Muy apropiadamente celebramos esta fiesta de la Visitación entre la Anunciación (25 de marzo) y el nacimiento del Bautista (24 de junio). El Magnificat de María es el pregón de los tiempos nuevos.
En cuanto oyó Isabel el saludo de María, saltó de gozo el niño en su seno, Isabel quedó llena de Espíritu Santo y exclamó a gritos…
Isabel está como embriagada; como los apóstoles el día de Pentecostés. Contemplando a Isabel entendemos mejor aquellas palabras de Jesús: Si vosotros, siendo malos, sabéis dar cosas buenas a vuestros hijos, ¡cuánto más el Padre del cielo dará el Espíritu Santo a los que se lo pidan! (Lc 11, 13). Donde Lucas dice Espíritu Santo, Mateo dice cosas buenas (7, 11). Entendemos que el Espíritu Santo es la cosa buena por excelencia.
¿Quién soy yo para que me visite la madre de mi Señor?

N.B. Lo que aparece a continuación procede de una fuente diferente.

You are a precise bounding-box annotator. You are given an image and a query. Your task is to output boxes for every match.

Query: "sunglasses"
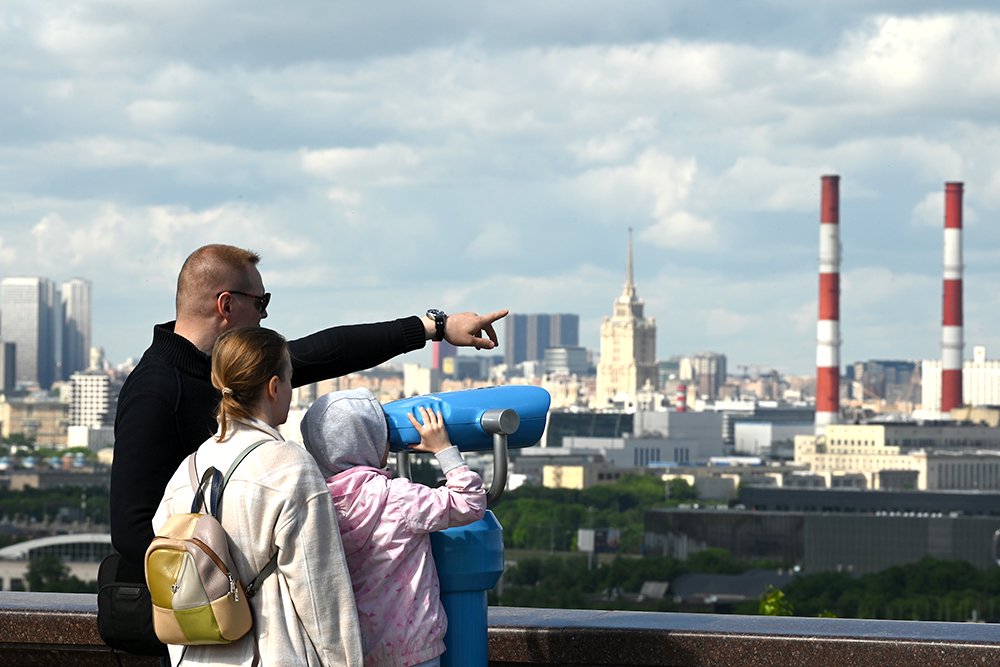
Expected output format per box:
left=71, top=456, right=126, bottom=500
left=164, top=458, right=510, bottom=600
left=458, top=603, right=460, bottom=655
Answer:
left=218, top=290, right=271, bottom=315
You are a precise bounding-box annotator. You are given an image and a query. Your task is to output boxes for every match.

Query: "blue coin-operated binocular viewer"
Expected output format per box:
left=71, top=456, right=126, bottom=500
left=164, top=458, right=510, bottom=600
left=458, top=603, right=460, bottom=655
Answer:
left=383, top=385, right=551, bottom=666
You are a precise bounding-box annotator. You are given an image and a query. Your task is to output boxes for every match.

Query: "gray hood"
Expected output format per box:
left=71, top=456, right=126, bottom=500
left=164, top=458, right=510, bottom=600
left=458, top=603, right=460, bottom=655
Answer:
left=300, top=388, right=389, bottom=478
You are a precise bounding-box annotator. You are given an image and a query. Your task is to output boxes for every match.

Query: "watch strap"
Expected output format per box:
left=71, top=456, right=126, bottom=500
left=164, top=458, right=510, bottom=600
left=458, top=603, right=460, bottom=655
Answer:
left=427, top=309, right=447, bottom=342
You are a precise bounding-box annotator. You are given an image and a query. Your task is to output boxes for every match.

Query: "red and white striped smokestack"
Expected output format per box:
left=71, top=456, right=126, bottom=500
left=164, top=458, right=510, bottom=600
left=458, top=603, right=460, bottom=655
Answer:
left=816, top=175, right=841, bottom=433
left=941, top=181, right=964, bottom=414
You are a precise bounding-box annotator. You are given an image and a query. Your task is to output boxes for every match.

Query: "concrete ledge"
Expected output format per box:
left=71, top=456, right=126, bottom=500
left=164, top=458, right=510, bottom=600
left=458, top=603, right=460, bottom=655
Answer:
left=487, top=607, right=1000, bottom=666
left=2, top=592, right=999, bottom=666
left=0, top=592, right=155, bottom=666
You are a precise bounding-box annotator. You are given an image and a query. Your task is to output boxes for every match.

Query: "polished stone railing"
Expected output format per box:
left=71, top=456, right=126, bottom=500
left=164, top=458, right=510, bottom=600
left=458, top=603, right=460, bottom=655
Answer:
left=2, top=592, right=999, bottom=666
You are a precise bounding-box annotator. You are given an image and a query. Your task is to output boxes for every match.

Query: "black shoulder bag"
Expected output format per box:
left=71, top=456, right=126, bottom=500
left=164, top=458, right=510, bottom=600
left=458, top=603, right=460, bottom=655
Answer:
left=97, top=552, right=168, bottom=657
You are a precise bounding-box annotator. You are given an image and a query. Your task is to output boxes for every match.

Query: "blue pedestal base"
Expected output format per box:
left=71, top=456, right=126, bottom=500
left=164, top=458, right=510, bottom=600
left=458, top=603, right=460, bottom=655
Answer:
left=431, top=511, right=504, bottom=667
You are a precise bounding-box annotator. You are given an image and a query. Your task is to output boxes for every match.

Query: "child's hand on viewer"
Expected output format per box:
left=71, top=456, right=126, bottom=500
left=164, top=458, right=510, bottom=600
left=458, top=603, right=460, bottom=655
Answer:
left=406, top=406, right=452, bottom=455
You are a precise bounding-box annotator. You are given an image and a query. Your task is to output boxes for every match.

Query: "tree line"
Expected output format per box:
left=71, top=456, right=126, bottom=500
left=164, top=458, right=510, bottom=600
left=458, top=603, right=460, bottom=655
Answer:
left=491, top=474, right=695, bottom=553
left=0, top=485, right=108, bottom=542
left=757, top=557, right=1000, bottom=621
left=492, top=549, right=1000, bottom=622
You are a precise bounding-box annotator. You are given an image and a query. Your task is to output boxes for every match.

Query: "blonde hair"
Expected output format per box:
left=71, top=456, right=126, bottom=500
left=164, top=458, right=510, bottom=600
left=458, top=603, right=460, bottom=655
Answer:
left=211, top=326, right=289, bottom=440
left=176, top=244, right=261, bottom=319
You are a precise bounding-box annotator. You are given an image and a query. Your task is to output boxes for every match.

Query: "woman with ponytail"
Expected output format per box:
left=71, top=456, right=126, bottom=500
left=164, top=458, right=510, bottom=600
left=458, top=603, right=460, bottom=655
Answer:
left=152, top=326, right=362, bottom=666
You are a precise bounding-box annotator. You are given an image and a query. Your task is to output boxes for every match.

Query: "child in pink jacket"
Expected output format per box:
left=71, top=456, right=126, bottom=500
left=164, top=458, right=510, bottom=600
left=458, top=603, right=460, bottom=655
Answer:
left=301, top=388, right=486, bottom=667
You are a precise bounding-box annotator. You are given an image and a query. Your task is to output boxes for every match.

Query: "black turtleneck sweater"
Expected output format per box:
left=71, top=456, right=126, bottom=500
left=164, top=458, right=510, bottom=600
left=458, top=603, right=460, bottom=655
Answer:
left=109, top=318, right=426, bottom=579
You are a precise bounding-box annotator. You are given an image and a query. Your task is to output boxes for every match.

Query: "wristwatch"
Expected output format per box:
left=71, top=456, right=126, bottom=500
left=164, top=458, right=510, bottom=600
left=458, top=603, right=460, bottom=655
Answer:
left=426, top=309, right=447, bottom=342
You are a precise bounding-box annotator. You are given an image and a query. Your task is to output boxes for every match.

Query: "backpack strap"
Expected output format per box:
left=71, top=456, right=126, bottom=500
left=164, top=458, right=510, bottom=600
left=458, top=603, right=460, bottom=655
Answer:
left=222, top=439, right=272, bottom=486
left=214, top=438, right=277, bottom=667
left=187, top=453, right=199, bottom=491
left=187, top=451, right=223, bottom=515
left=213, top=439, right=280, bottom=597
left=245, top=551, right=278, bottom=598
left=184, top=439, right=271, bottom=519
left=216, top=439, right=272, bottom=514
left=190, top=467, right=222, bottom=515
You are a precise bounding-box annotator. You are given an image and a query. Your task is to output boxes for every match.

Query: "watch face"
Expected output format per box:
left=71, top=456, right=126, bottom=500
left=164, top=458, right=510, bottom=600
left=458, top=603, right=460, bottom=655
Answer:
left=427, top=309, right=446, bottom=341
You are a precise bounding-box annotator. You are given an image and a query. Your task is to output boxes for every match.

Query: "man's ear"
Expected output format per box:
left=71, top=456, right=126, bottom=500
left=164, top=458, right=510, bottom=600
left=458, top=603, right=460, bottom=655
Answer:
left=216, top=293, right=232, bottom=318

Escuchando a Isabel entendemos mejor los increíbles efectos de la efusión del Espíritu. Porque increíble es el hecho de que Isabel llegue a afirmar con absoluto convencimiento la divinidad de esa minúscula vida que María lleva en sus entrañas.
Y dijo María: Alaba mi alma la grandeza del Señor y mi espíritu se alegra en Dios mi salvador.
El Magnificat es el pregón de los nuevos tiempos: tiempos de la gloriosa novedad del Evangelio; tiempos de la gratuidad de la salvación universal porque su misericordia llega a sus fieles de generación en generación. María es la maestra que nos enseña a vivir confiados, agradecidos, siempre abiertos a la exuberancia del don de Dios hecho carne en su seno.
La escena de la Visitación es una escena que desborda alegría. María es, en verdad, la causa de nuestra alegría. Hagamos de su Magnificat nuestro estilo de vida.